Zaza

aude-manadieu

RESUME

L’amour n’est pas l’apanage de la jeunesse.

Zaza et Teddy, la cinquantaine passée, forment un couple uni et aisé. Ils s’aiment tranquillement. Elle est provocatrice et souvent cynique, mais lui, ça lui plait ! Lui, est amoureux, généreux et fiable. Elle lui pardonne  son humour bien à lui souvent exaspérant.

Dans ce livre, Zaza raconte quelques mois de sa vie, denses en événements.

Entre parents de plus en plus dépendants, enfants inconséquents et petits enfants tyranniques, pas le temps de s’ennuyer. De plus, il lui faut gérer toutes ces choses folles qui arrivent, ces situations invraisemblables où elle se trouve piégée.

L’humour et l’auto dérision sont ses atouts, et la tendresse de son mari ne lui fait jamais défaut.

Surgit alors via internet un ancien amoureux qu’elle a connu adolescente.

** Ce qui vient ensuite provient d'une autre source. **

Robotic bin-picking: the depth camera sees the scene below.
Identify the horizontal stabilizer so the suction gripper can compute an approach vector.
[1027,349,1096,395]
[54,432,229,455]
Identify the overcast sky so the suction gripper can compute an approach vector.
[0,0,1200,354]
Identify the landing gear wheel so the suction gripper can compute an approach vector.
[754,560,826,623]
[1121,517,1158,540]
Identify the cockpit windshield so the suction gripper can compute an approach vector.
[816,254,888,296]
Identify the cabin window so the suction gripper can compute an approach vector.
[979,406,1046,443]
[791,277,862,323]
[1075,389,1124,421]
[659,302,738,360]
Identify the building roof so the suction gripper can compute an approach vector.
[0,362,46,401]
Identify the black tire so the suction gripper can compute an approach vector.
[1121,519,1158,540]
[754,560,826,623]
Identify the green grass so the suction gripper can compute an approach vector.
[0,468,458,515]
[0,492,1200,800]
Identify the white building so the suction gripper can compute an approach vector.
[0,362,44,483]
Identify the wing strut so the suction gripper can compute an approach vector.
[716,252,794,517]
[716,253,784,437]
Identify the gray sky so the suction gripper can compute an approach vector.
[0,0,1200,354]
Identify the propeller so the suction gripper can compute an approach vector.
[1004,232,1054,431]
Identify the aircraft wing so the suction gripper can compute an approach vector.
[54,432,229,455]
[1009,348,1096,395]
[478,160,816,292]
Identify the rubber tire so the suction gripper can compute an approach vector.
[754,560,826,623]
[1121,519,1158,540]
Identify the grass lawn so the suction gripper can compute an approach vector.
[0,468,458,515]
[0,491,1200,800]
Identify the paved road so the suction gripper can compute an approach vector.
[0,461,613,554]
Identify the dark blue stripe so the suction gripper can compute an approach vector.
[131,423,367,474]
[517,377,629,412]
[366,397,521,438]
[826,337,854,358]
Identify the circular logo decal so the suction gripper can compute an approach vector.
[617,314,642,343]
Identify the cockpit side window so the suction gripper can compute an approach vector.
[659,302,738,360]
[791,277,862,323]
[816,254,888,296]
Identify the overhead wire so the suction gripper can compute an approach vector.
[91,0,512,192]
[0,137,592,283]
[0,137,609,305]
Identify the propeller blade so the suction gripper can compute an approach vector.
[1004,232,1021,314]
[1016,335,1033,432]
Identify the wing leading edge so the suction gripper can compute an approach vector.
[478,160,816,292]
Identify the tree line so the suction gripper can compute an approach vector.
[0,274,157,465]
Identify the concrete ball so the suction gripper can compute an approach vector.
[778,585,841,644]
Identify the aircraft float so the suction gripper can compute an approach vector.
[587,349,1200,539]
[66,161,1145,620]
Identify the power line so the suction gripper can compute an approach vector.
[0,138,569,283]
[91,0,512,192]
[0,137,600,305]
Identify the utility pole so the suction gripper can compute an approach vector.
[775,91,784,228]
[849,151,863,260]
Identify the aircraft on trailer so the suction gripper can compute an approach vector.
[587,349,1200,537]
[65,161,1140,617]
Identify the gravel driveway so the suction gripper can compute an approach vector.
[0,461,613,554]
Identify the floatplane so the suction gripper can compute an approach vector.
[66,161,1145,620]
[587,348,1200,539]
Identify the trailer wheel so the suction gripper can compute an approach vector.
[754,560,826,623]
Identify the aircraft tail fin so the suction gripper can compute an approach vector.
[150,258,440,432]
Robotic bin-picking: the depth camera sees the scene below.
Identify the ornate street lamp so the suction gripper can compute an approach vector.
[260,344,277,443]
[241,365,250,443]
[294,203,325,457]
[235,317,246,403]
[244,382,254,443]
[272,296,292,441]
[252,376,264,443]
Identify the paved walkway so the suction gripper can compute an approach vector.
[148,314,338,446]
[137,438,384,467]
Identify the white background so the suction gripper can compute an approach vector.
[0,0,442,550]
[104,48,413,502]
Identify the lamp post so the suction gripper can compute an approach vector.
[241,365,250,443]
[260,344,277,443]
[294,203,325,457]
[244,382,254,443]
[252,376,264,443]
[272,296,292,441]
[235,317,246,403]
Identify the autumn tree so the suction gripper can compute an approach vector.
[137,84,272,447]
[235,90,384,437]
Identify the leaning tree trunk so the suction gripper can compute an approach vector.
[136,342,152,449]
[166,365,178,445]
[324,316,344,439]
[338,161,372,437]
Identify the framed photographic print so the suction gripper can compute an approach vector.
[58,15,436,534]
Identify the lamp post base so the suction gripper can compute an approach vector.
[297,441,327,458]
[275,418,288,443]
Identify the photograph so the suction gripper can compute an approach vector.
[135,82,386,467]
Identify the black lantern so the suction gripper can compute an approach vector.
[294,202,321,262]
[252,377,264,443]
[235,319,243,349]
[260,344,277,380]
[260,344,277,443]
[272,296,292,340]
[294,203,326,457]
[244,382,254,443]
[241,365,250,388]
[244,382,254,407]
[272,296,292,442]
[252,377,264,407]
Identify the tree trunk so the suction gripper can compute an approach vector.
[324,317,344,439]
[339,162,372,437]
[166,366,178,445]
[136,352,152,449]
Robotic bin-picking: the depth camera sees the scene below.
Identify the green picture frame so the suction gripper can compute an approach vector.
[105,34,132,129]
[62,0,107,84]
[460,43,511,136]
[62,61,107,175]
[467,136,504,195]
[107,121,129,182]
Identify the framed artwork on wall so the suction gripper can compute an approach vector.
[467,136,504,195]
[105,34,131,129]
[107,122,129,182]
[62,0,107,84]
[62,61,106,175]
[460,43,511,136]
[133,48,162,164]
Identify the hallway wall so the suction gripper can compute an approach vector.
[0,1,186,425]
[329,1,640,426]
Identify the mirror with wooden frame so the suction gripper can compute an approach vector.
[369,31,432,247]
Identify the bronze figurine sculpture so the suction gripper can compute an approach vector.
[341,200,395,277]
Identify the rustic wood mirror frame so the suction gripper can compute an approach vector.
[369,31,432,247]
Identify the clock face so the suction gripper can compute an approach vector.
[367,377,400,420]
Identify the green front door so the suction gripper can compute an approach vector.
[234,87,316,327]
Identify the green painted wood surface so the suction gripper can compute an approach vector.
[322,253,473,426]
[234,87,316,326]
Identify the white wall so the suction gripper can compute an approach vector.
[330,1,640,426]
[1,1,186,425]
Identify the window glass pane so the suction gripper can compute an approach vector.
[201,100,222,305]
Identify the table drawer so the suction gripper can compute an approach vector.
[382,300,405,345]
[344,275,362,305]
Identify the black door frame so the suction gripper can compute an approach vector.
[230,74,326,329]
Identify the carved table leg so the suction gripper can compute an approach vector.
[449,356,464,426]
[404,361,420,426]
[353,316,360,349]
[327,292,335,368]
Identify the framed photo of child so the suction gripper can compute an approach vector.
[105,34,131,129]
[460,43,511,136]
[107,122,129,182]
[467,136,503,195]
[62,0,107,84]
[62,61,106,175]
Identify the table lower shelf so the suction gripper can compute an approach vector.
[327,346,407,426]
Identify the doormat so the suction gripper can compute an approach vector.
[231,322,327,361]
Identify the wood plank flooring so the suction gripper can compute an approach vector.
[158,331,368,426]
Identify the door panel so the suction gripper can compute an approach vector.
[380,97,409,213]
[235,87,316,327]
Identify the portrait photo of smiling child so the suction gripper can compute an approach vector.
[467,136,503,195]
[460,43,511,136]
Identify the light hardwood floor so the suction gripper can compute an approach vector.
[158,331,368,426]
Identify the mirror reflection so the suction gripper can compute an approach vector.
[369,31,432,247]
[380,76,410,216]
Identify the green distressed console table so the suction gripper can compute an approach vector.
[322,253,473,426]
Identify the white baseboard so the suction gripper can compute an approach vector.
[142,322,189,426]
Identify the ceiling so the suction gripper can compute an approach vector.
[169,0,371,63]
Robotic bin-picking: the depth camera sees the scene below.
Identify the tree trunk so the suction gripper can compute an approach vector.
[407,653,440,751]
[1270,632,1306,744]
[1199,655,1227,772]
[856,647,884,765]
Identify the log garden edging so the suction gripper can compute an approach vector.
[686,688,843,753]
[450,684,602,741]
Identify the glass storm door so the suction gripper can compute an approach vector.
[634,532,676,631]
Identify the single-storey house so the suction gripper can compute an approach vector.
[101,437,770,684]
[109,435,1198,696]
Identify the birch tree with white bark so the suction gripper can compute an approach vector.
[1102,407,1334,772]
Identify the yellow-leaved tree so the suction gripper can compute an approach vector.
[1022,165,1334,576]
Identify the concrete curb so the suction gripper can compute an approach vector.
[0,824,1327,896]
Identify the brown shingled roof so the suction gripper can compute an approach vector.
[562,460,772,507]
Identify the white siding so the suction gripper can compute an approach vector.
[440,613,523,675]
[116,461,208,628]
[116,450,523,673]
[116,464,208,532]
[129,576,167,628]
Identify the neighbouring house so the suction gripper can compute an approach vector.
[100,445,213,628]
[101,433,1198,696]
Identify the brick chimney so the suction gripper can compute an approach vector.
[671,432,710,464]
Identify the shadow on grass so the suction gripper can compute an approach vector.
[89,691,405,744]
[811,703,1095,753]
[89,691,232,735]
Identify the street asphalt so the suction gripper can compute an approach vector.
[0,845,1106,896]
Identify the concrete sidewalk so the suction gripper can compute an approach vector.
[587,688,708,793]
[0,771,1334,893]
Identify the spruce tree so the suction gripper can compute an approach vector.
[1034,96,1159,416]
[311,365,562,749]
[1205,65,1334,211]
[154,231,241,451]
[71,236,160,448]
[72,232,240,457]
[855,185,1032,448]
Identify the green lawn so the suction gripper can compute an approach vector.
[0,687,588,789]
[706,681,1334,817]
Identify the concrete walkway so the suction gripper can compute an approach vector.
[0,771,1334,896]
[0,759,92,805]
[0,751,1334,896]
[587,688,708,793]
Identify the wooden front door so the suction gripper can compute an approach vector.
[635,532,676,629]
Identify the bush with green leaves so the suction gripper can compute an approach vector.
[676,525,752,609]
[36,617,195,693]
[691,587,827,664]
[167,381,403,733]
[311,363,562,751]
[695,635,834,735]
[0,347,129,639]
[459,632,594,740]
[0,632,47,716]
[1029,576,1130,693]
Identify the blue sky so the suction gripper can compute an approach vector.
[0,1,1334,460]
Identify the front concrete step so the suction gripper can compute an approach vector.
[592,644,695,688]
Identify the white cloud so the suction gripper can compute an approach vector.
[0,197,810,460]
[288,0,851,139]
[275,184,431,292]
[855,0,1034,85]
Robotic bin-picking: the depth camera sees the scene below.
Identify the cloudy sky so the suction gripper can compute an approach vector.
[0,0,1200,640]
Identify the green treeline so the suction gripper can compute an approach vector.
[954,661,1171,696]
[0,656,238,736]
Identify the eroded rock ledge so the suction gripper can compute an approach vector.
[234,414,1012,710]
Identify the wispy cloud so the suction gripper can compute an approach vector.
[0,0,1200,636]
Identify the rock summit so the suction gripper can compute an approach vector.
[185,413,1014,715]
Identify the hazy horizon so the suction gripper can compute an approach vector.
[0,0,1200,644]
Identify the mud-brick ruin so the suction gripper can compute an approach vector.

Il est toujours fou d’elle et est devenu richissime entre temps. Zaza hésite. De sa part, ce n’est pas de l’amour, ce serait être vénale. Mais l’aspiration à une vie différente est forte.

Elle n’aura pas besoin de décider : l’histoire d’amour se termine en queue de poisson avant même d’avoir commencé et l’amoureux est obligé de quitter la France. Teddy a sans doute tout deviné, et déjà pardonné. La vie continue.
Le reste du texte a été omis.